Vecinos del sector relataron que los pasacalles aparecieron casi de un día para otro, generando sorpresa e incomodidad. Más allá del contenido, lo que llamó la atención fue la insistencia y la repetición del mensaje en distintos puntos del barrio, lo que para muchos refuerza la idea de hostigamiento y no de un simple desahogo emocional.

El medio local Qué Pasa Jujuy recorrió la zona y confirmó la presencia de los carteles, incluso transmitiendo en vivo por redes sociales. Durante el recorrido, se mencionó que cada pasacalle puede tener un costo estimado de entre 4.000 y 6.000 pesos argentinos, lo que evidencia una inversión económica considerable para sostener el escrache.

En redes sociales, la reacción fue mayoritariamente de rechazo. Usuarios cuestionaron la exposición pública, el tono intimidante y el intento de responsabilizar a la mujer mediante mensajes que rozan la amenaza y el chantaje emocional. Otros ironizaron sobre el contraste entre el discurso de “no querer verla más” y el despliegue de recursos para mantener el conflicto visible ante todo el barrio.

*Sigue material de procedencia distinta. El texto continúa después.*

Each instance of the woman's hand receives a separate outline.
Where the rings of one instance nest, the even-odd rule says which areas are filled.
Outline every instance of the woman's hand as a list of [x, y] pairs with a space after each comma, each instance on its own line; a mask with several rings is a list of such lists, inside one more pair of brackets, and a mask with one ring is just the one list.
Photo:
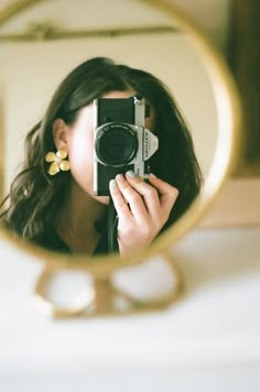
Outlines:
[[152, 174], [147, 183], [132, 171], [118, 174], [109, 185], [119, 219], [120, 254], [148, 247], [167, 221], [178, 190]]

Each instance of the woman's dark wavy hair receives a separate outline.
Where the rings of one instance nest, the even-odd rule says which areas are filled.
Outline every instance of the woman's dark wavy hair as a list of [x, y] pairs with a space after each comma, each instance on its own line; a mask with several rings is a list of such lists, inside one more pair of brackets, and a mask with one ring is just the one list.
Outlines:
[[[53, 122], [73, 124], [79, 110], [112, 90], [133, 89], [155, 109], [154, 133], [159, 150], [150, 161], [151, 172], [180, 190], [163, 229], [176, 221], [197, 196], [202, 174], [189, 131], [167, 88], [153, 75], [110, 58], [91, 58], [76, 67], [54, 94], [42, 121], [25, 139], [25, 161], [3, 200], [2, 224], [25, 239], [36, 239], [53, 222], [71, 179], [69, 172], [50, 176], [44, 156], [55, 151]], [[6, 207], [6, 202], [9, 206]]]

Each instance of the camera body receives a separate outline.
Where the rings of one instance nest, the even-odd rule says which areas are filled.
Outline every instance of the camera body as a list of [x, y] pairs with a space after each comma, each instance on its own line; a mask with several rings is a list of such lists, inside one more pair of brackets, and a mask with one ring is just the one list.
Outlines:
[[132, 170], [149, 176], [148, 160], [159, 148], [144, 128], [150, 107], [139, 96], [94, 100], [94, 194], [109, 196], [109, 182]]

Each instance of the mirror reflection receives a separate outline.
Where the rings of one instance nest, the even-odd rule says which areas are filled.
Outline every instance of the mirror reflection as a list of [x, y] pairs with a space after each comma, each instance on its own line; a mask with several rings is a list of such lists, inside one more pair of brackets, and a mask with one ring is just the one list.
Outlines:
[[[136, 28], [165, 18], [126, 4]], [[189, 40], [174, 29], [6, 46], [1, 224], [73, 254], [148, 247], [188, 209], [215, 151], [212, 83]]]

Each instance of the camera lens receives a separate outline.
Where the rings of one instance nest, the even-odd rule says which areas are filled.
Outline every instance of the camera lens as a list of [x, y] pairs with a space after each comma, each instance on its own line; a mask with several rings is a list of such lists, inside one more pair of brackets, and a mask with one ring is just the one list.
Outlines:
[[123, 166], [137, 154], [137, 132], [123, 123], [106, 124], [97, 131], [95, 148], [104, 164]]

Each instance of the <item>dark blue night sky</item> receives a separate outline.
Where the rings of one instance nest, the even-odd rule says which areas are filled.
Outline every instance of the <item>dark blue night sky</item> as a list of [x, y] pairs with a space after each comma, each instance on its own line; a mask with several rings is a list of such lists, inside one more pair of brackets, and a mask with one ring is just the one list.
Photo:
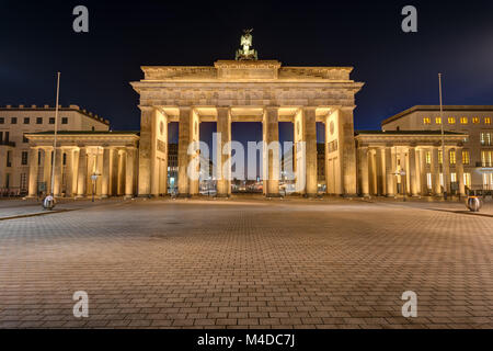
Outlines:
[[[72, 31], [72, 9], [90, 11], [90, 33]], [[401, 31], [401, 9], [414, 4], [419, 32]], [[142, 65], [213, 65], [233, 58], [242, 29], [253, 27], [261, 59], [290, 66], [354, 66], [366, 82], [356, 95], [356, 129], [415, 104], [493, 104], [492, 1], [1, 1], [0, 104], [60, 102], [139, 129], [129, 81]], [[173, 129], [173, 127], [172, 127]], [[209, 134], [213, 126], [203, 127]], [[232, 126], [260, 139], [260, 124]], [[260, 134], [259, 134], [260, 133]], [[289, 126], [280, 126], [289, 138]]]

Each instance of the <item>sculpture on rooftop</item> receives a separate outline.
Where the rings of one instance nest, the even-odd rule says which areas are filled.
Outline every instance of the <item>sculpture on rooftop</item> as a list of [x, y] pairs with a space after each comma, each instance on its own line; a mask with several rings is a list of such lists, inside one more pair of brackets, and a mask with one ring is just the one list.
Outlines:
[[234, 57], [236, 60], [256, 60], [257, 55], [256, 50], [251, 48], [252, 47], [252, 36], [253, 29], [251, 30], [243, 30], [243, 35], [241, 36], [240, 46], [237, 50], [237, 55]]

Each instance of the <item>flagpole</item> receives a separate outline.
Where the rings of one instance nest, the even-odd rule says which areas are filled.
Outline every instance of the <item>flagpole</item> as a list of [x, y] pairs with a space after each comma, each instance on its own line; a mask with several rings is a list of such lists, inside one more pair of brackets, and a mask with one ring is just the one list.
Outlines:
[[445, 160], [448, 159], [445, 157], [445, 132], [444, 132], [444, 106], [442, 101], [442, 73], [438, 73], [438, 86], [439, 86], [439, 93], [440, 93], [440, 126], [442, 126], [442, 174], [444, 178], [444, 200], [447, 200], [447, 174], [445, 172], [446, 166]]
[[57, 72], [57, 103], [55, 105], [55, 137], [53, 139], [53, 159], [51, 159], [51, 189], [50, 195], [54, 196], [55, 168], [57, 161], [57, 133], [58, 133], [58, 98], [60, 95], [60, 72]]

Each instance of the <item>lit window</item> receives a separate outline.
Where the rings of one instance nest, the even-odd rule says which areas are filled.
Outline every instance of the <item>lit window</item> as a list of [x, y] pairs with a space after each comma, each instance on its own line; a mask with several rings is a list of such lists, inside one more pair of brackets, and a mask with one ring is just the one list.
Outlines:
[[27, 165], [27, 151], [22, 151], [21, 154], [21, 165], [26, 166]]
[[463, 184], [471, 186], [471, 173], [463, 173]]
[[456, 165], [456, 150], [450, 150], [448, 155], [450, 156], [450, 165]]
[[492, 167], [492, 151], [481, 151], [481, 163], [483, 167]]
[[462, 150], [462, 163], [463, 165], [469, 165], [470, 162], [470, 156], [469, 156], [469, 151], [468, 150]]

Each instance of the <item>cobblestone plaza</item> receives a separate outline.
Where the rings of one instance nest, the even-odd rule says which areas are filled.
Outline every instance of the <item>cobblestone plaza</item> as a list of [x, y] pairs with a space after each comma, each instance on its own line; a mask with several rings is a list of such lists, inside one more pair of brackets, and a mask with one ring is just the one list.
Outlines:
[[493, 327], [491, 204], [107, 200], [12, 218], [27, 207], [0, 203], [0, 328]]

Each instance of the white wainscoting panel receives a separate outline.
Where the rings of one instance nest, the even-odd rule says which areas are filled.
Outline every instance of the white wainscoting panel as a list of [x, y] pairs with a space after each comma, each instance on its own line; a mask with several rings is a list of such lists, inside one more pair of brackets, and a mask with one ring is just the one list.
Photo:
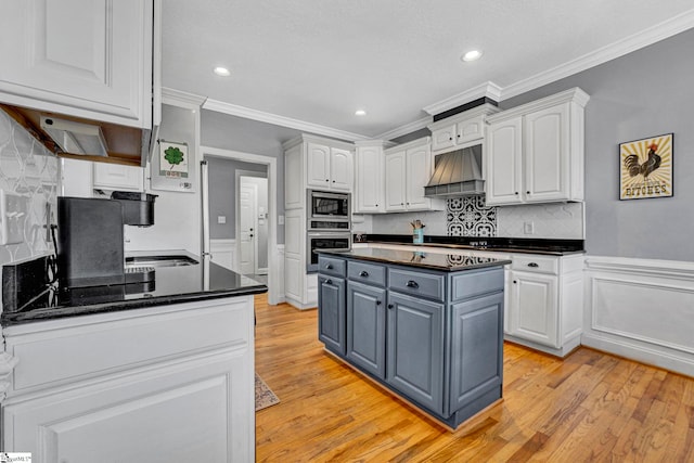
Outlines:
[[236, 240], [209, 240], [209, 252], [213, 255], [213, 262], [229, 270], [236, 271]]
[[588, 257], [581, 344], [694, 376], [694, 262]]
[[286, 303], [286, 297], [284, 295], [284, 245], [278, 244], [278, 258], [274, 261], [277, 265], [269, 269], [271, 272], [274, 272], [273, 282], [277, 282], [278, 288], [274, 294], [278, 295], [277, 301], [270, 301], [270, 304], [280, 304]]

Especialistas en temas de violencia de género advierten que este tipo de conductas no deben minimizarse. Aunque no haya agresión física, el hostigamiento público, la humillación y la intimidación forman parte de dinámicas de violencia psicológica que pueden escalar si no se abordan a tiempo.

El caso también abre una discusión más amplia sobre los límites del escrache, el uso del espacio público y la responsabilidad individual al manejar rupturas sentimentales. En tiempos donde los conflictos privados fácilmente se trasladan a la calle o a las redes, este episodio deja una lección clara: lejos de resolver una situación, la exposición y el señalamiento suelen volverse en contra de quien los ejerce.